Brahim Diaz, attaquant des Lions de l’Atlas répondait aux questions des médias quand soudain deux membres présents en salle de presse se sont emportés interrompant momentanément l’attaquant marocain. « Mais pourquoi tu me frappes ? Je vais te mettre une branlée, tu me cherches. Pose-lui la question. Pourquoi tu me frappes ? », s’est insurgé le journaliste engendrant la réponse suivante de l’autre protagoniste de cette altercation. « Parce que tu as crié sur moi.

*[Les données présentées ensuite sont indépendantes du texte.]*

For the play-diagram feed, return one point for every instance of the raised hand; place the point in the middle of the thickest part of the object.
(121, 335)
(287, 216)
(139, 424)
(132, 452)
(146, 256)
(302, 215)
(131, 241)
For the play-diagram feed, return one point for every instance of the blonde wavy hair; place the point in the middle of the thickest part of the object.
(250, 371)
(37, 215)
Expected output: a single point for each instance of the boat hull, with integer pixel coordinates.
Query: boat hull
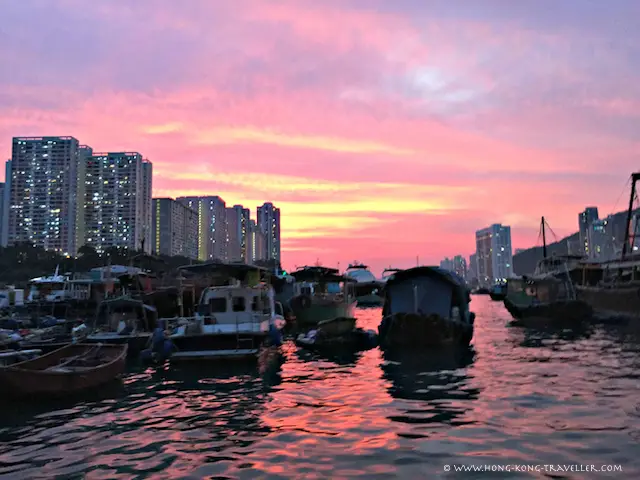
(564, 312)
(371, 300)
(217, 346)
(136, 343)
(416, 330)
(32, 377)
(317, 312)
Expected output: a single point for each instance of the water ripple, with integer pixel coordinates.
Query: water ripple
(517, 396)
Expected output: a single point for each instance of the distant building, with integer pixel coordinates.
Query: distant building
(212, 226)
(599, 240)
(6, 202)
(585, 219)
(45, 194)
(175, 229)
(238, 232)
(147, 205)
(268, 220)
(447, 264)
(460, 266)
(115, 203)
(494, 254)
(472, 273)
(257, 243)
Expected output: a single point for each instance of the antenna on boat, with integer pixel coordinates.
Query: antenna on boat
(634, 178)
(544, 239)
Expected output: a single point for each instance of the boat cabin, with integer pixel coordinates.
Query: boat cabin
(232, 305)
(427, 291)
(125, 314)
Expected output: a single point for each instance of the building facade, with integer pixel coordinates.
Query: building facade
(257, 243)
(237, 234)
(45, 193)
(147, 206)
(115, 201)
(585, 219)
(268, 221)
(6, 201)
(494, 254)
(175, 229)
(212, 226)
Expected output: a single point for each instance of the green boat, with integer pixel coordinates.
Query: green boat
(321, 293)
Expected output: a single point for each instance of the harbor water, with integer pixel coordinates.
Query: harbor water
(518, 397)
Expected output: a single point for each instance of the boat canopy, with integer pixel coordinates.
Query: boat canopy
(320, 274)
(427, 289)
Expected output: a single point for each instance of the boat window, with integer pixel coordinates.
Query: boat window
(238, 304)
(255, 304)
(218, 305)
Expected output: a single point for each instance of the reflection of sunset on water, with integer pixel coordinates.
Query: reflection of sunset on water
(518, 395)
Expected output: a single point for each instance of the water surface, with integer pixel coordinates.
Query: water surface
(518, 396)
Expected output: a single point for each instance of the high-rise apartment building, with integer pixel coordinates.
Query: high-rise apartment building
(268, 221)
(256, 243)
(45, 193)
(147, 206)
(6, 201)
(494, 254)
(460, 266)
(237, 234)
(175, 228)
(212, 226)
(585, 219)
(115, 202)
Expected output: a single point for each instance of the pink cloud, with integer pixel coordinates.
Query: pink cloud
(386, 133)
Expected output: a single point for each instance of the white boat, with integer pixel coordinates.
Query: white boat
(232, 321)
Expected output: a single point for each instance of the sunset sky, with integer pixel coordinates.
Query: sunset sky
(384, 130)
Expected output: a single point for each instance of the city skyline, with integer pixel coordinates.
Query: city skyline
(381, 132)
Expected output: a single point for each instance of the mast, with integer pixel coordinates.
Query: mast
(634, 178)
(544, 239)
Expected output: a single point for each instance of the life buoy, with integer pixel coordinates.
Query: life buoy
(305, 301)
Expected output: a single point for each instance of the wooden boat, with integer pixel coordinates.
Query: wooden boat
(547, 296)
(321, 294)
(426, 306)
(337, 334)
(68, 370)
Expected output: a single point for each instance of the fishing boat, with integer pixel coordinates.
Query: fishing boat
(321, 294)
(68, 370)
(498, 292)
(337, 334)
(546, 296)
(122, 320)
(612, 288)
(232, 321)
(367, 289)
(426, 307)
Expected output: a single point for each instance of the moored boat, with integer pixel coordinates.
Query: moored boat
(367, 289)
(337, 334)
(548, 296)
(321, 294)
(426, 306)
(233, 321)
(68, 370)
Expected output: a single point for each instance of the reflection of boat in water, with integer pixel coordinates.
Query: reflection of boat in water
(433, 377)
(367, 289)
(498, 292)
(426, 306)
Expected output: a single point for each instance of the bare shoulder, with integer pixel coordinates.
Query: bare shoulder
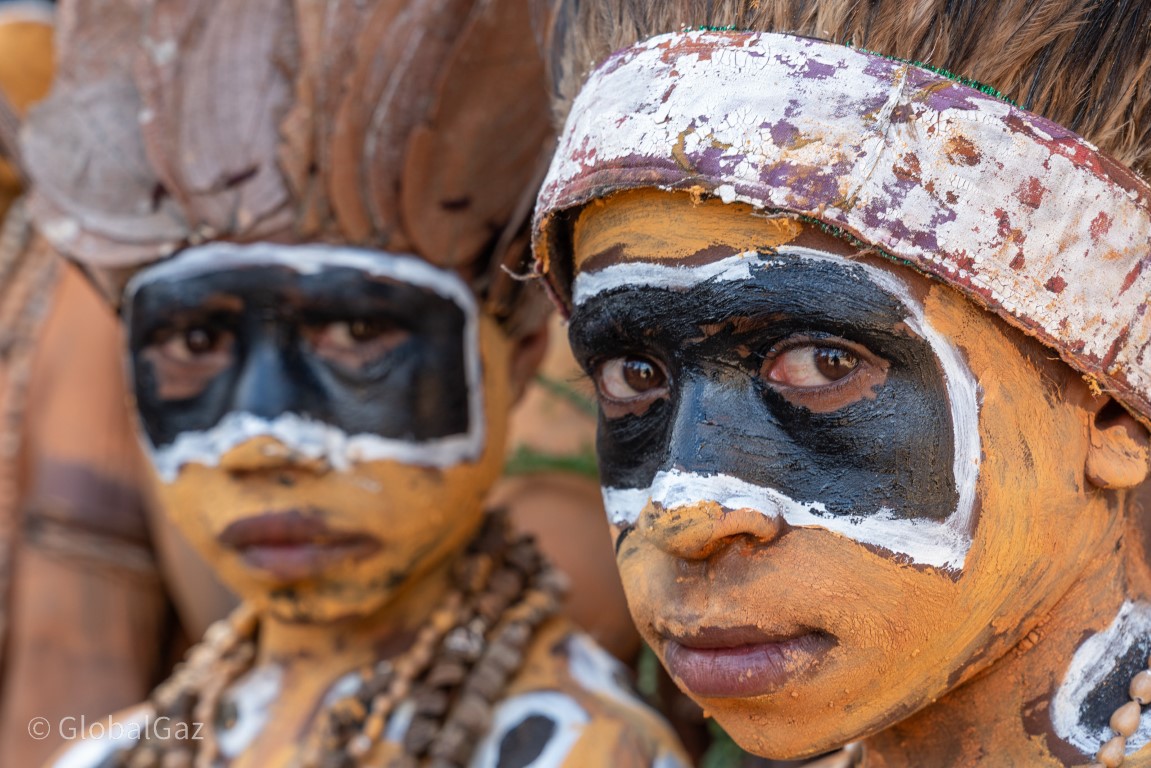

Tu as levé la main deux fois devant les caméras ».
«Comme à l’école, on vous sépare»
Comme rapporté par Foot Mercato, cet incident a duré quelques minutes avant que les deux journalistes puissent être séparés et que la tension redescende. S’en est suivi un relâchement dans la salle avec quelques rires dont celui de Brahim Diaz. Un journaliste a ironisé sur ce moment de tension en tenant ces propos. « Comme à l’école, on vous sépare. Ce n’est pas grave, ce n’est pas grave. Les amis, s’il vous plaît. C’est pas grave, on y va ».